You should really read the whole story, where Hannibal sums it up for us:

Congress has crafted a completely unprecedented provision that guts the principle of judicial review by granting the DHS secretary complete and total immunity from the courts when it comes to the construction of “barriers and roads” in this one specific geographical region, and they’ve buried this provision inside a national ID card act which is itself attached to a large military appropriations bill that no Congressperson in their right mind would vote against (money for the troops and all that).
[. . .]
As a postscript, the icing on the cake of this whole thing has to be the way that the Republican sponsors of the bill actually voted down a proposed provision in the national ID card part of the law that would prevent the government from using the Real ID database as a national database of gun owners

Of course.
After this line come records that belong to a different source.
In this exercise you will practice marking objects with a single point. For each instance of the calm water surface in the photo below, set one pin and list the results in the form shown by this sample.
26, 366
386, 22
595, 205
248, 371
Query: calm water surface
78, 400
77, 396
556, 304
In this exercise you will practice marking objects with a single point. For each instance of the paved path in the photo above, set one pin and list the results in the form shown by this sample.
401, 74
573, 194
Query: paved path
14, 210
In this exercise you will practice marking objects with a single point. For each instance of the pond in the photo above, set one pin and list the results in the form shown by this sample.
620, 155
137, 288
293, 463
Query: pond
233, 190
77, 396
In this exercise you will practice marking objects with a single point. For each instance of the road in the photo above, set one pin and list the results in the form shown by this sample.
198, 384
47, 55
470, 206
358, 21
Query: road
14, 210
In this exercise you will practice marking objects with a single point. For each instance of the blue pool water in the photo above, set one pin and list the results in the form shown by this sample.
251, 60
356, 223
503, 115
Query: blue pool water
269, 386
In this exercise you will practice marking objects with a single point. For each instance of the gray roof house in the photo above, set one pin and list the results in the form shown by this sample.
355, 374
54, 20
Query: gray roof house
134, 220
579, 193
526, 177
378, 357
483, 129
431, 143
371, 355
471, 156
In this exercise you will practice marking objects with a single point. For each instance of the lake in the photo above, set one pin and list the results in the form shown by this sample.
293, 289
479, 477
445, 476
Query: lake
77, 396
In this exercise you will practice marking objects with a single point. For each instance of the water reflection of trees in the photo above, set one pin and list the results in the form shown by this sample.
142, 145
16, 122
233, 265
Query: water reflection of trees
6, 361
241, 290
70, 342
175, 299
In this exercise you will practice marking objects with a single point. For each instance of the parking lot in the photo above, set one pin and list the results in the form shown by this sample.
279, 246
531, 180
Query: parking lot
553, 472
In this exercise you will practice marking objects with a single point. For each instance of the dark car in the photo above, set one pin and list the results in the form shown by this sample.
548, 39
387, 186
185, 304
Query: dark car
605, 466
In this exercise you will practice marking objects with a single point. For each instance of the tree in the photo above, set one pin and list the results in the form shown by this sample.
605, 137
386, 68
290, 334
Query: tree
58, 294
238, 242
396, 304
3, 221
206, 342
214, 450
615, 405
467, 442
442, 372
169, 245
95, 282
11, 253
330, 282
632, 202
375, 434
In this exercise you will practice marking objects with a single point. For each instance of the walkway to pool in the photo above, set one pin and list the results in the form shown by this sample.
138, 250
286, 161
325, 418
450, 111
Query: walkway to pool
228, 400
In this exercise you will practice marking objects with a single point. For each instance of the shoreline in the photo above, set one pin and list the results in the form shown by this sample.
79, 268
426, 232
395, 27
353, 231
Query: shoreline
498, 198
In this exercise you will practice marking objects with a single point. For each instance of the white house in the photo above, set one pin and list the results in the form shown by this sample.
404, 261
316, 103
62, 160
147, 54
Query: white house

Why am I not surprised? The Republicans in Congress don’t care at all about upholding the Constitution. They have abandoned their traditional belief in limited, non-intrusive government. They are the collective bitch of the Extreme Religious Right and groups like the NRA. They are tyrants, and Democrats who allowed this to pass without discussion or debate are cowards.
As I wrote on Monday, the leadership in this Congress is out of touch and out of control. If this doesn’t call for a general strike, I don’t know what does.